Bevor sie dort im Landtag stand, hat Lia Anfang des Jahres als Vertreterin ihres Deutschkurses den Schulwettbewerb gewonnen. Als Schulsiegerin reiste sie im März nach Aachen und traf dort im Regionalwettbewerb auf die Siegerinnen und Sieger der anderen Schulen aus dem Raum Aachen/Heinsberg. Als eine der vier besten gewann sie zum Abschluss des Regionalwettbewerbes die öffentliche Finaldebatte am ausrichtenden Aachener Anne-Frank-Gymnasium und qualifizierte sich so für das Landesfinale NRW. In Oberhausen traf Lia auf die Regionalsieger und Siegerinnen aus 15 weiteren Regionalverbünden und war erneut unter den vier besten.

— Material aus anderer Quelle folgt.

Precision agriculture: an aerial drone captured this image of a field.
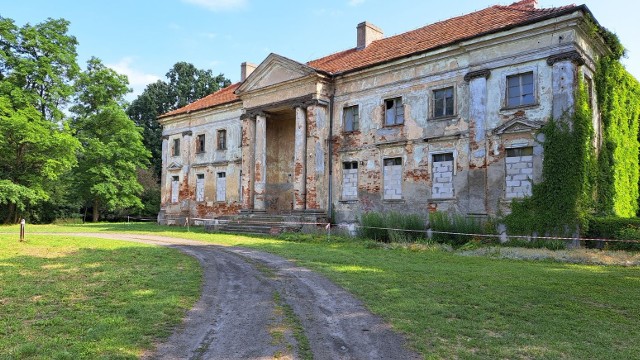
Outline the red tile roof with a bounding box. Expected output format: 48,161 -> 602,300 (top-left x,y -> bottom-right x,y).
160,0 -> 582,118
307,0 -> 578,74
158,83 -> 241,118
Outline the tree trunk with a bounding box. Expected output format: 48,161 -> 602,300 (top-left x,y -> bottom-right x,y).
93,199 -> 100,222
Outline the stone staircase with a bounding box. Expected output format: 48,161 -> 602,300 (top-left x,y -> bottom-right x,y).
204,212 -> 328,235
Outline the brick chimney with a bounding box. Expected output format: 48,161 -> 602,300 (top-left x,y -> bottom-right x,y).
240,61 -> 258,82
356,21 -> 384,50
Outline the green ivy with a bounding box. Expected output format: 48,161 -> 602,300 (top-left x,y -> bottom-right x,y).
504,82 -> 596,235
595,55 -> 640,217
504,25 -> 640,235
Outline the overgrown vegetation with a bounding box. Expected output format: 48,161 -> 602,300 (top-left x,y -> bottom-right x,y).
505,24 -> 640,236
358,211 -> 426,242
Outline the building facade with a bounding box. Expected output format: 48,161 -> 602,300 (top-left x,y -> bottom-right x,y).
158,0 -> 608,224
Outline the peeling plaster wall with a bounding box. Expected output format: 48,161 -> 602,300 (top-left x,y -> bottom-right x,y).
158,104 -> 242,225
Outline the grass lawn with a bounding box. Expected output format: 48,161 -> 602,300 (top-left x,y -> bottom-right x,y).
0,233 -> 202,359
0,224 -> 640,359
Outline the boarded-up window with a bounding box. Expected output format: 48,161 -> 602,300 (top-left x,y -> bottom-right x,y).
384,98 -> 404,126
171,139 -> 180,156
431,153 -> 454,199
342,161 -> 358,200
196,174 -> 204,201
216,172 -> 227,201
383,157 -> 402,200
505,146 -> 533,199
343,105 -> 359,132
196,134 -> 205,153
507,72 -> 535,107
218,130 -> 227,150
171,176 -> 180,203
433,87 -> 454,117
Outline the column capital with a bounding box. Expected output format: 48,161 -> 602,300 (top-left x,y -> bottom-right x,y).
547,50 -> 584,66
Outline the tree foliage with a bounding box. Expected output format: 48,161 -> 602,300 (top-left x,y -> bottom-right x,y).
72,58 -> 149,221
127,62 -> 231,178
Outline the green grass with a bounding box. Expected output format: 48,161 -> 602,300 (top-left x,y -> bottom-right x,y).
0,224 -> 640,359
0,233 -> 202,359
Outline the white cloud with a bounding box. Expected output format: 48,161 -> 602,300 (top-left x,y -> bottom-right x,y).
106,56 -> 160,100
182,0 -> 249,11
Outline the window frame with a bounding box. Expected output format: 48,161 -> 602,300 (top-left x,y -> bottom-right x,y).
382,96 -> 405,127
171,138 -> 180,157
504,69 -> 538,109
216,129 -> 227,150
196,134 -> 207,154
342,105 -> 360,133
431,85 -> 457,119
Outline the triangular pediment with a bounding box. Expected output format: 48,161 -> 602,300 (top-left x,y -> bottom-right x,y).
236,53 -> 316,94
167,162 -> 182,170
493,117 -> 543,135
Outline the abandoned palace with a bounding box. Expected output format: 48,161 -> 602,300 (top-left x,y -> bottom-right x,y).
158,0 -> 608,224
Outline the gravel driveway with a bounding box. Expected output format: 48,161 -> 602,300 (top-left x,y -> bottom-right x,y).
65,233 -> 421,360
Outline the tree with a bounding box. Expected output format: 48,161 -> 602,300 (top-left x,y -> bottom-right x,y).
127,62 -> 231,178
72,58 -> 149,221
0,17 -> 80,122
0,17 -> 80,223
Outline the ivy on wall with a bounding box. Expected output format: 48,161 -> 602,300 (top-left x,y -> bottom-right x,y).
504,25 -> 640,235
595,56 -> 640,217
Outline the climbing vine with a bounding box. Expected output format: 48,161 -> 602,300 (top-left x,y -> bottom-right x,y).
504,25 -> 640,235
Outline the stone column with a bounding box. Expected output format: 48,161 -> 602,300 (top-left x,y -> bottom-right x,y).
253,114 -> 267,211
293,107 -> 307,211
242,117 -> 256,211
464,70 -> 491,214
547,50 -> 584,128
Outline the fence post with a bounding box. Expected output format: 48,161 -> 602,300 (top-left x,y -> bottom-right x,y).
20,219 -> 27,242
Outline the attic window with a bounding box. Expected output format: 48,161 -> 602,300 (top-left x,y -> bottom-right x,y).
384,98 -> 404,126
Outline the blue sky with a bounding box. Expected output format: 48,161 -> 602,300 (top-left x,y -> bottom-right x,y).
5,0 -> 640,98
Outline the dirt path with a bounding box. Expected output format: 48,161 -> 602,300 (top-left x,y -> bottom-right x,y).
56,233 -> 420,360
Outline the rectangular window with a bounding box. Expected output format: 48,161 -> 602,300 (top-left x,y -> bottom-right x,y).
505,146 -> 533,199
196,134 -> 205,153
342,105 -> 359,132
171,176 -> 180,204
342,161 -> 358,200
433,87 -> 454,118
507,72 -> 535,107
218,130 -> 227,150
431,153 -> 454,199
382,157 -> 402,200
196,174 -> 204,201
384,98 -> 404,126
171,139 -> 180,156
216,172 -> 227,201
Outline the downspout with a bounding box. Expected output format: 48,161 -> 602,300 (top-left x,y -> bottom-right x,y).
327,79 -> 336,222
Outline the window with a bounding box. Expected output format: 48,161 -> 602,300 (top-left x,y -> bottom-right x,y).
342,161 -> 358,200
171,176 -> 180,204
507,72 -> 535,107
218,130 -> 227,150
216,172 -> 227,201
433,87 -> 454,118
196,174 -> 204,201
382,157 -> 402,200
431,153 -> 454,199
342,105 -> 359,132
384,98 -> 404,126
172,139 -> 180,156
505,146 -> 533,199
196,134 -> 205,153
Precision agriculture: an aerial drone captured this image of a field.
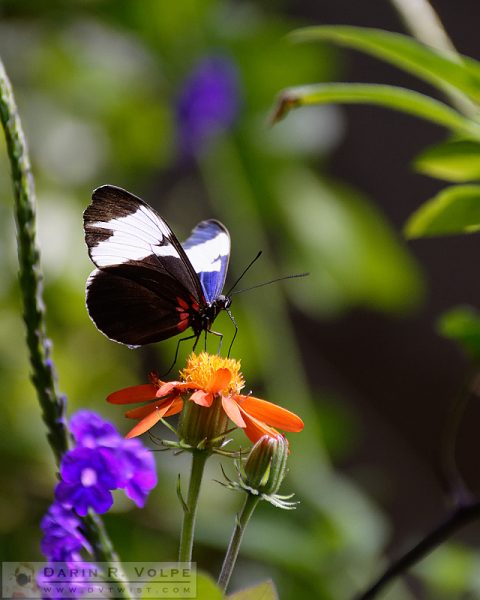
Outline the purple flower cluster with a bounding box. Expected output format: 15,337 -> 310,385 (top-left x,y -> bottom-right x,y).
41,410 -> 157,564
55,410 -> 157,517
177,56 -> 240,156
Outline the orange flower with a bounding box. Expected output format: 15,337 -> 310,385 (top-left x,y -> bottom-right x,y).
107,352 -> 303,442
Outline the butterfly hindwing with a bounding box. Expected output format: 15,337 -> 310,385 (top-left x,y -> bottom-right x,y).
182,219 -> 230,302
87,265 -> 190,346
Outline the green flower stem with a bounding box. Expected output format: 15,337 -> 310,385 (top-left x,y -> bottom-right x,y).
0,60 -> 70,463
0,60 -> 131,599
178,450 -> 210,563
218,494 -> 260,592
83,511 -> 133,580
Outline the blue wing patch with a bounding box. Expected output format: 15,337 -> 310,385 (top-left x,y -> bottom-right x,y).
182,219 -> 230,303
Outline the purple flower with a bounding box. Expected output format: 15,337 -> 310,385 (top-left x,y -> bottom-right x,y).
119,439 -> 157,508
55,447 -> 122,517
70,410 -> 122,448
40,503 -> 92,562
176,56 -> 240,156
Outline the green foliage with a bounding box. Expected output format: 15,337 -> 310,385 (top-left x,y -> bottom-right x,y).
292,25 -> 480,101
274,83 -> 480,138
405,185 -> 480,238
437,306 -> 480,362
414,139 -> 480,183
274,26 -> 480,245
277,167 -> 423,316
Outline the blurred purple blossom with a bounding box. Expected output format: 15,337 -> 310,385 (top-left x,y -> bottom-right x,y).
121,439 -> 157,508
176,55 -> 240,157
55,447 -> 120,517
70,410 -> 118,448
40,502 -> 91,562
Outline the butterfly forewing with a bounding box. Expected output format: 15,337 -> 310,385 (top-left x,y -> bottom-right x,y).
182,219 -> 230,302
83,185 -> 202,301
84,185 -> 230,346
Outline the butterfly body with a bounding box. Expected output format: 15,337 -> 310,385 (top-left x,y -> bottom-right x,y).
84,185 -> 231,346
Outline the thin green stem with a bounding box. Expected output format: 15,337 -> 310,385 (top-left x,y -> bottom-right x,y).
218,494 -> 260,592
178,450 -> 210,563
0,60 -> 131,599
0,60 -> 70,463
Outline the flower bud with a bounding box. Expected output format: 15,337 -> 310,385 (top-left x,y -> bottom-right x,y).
244,435 -> 288,495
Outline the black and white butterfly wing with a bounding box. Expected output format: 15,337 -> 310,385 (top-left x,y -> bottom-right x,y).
182,219 -> 230,303
84,185 -> 205,346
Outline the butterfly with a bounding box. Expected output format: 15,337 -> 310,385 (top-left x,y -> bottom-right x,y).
83,185 -> 235,349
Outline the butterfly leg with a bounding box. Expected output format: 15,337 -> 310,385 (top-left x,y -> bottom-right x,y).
207,329 -> 223,354
162,335 -> 200,377
225,308 -> 238,357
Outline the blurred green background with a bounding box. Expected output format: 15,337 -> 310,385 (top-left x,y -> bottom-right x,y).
0,0 -> 480,600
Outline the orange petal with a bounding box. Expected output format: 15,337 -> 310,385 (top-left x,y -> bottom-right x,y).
207,368 -> 232,394
222,396 -> 247,427
164,396 -> 183,417
156,381 -> 196,398
125,400 -> 173,439
243,413 -> 279,443
235,396 -> 304,431
125,396 -> 183,419
190,390 -> 213,407
107,383 -> 157,404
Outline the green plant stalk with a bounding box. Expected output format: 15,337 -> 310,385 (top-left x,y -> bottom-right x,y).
0,60 -> 70,463
218,494 -> 260,592
0,60 -> 131,599
178,450 -> 206,563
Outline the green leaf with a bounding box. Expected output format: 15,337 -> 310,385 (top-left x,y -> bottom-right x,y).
227,581 -> 278,600
437,306 -> 480,360
273,83 -> 480,139
405,185 -> 480,238
414,140 -> 480,182
291,25 -> 480,102
276,167 -> 423,316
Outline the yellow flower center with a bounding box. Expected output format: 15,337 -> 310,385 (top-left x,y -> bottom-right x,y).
180,352 -> 245,396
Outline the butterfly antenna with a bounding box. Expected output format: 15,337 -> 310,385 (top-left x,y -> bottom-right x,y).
225,250 -> 262,296
231,273 -> 310,296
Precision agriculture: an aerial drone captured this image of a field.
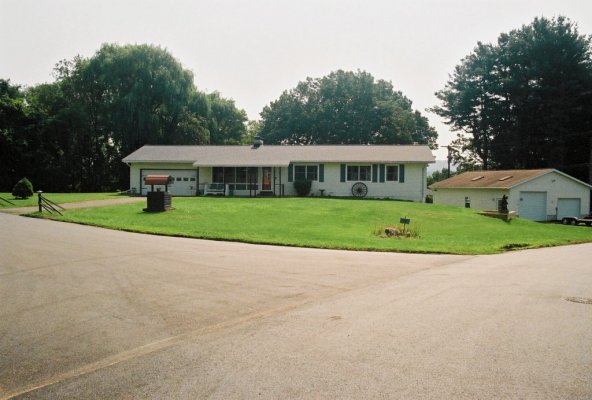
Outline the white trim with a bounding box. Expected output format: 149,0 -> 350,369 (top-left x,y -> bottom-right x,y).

In Düsseldorf gelang es ihr so gut, ihre Position zu vertreten, dass Jonas Stommel, Landesfinalist 2018 und Mitglied der von Ansgar Kemmann als Begründer und Projektleiter des Debattierwettbewerbes geleiteten Jury, lobte: „Du hast es geschafft, in dieser Debatte komplexe Hintergründe so zu beleuchten, dass man sie verstanden hat.“
Lia erzählt, dass die Stimmung im Plenarsaal „einfach toll“ war. Betreut auf ihrem Weg nach Düsseldorf wurde Lia von Lehrerin und Schulkoordinatorin Luisa Gilleßen, die ebenfalls begeistert war: „Lia bei den Debatten zu erleben und sie zu begleiten, ist eine einzigartige Erfahrung. Sie hat ein ganz besonderes Talent, sachlich, überlegt, wortgewandt und mit Feuereifer zu debattieren.“
Dass sie den Wettbewerb gewonnen hat, macht sie besonders stolz, weil sie eine Gesamtschule besucht, während die anderen meist von Gymnasien kamen. „Ich hoffe, dass dieser Sieg auch ein kleiner Sieg gegen die Vorurteile gegenüber Gesamtschulen ist“, sagt sie. Dank der E-Kurse, also der Ergänzungskurse, in denen die in diesem Fach besonders starken Schüler unterrichtet werden, könne man auf einer Gesamtschule das gleiche Niveau erreichen wie auf einem Gymnasium, mit dem Vorteil, dass man „eine größere Vielfalt erlebt und sich mit Menschen auseinandersetzen kann, die sehr unterschiedliche Hintergründe haben“, sagt sie. Abitur möchte Lia auch machen und danach studieren: Jura, etwas mit Sprachen oder vielleicht Journalismus.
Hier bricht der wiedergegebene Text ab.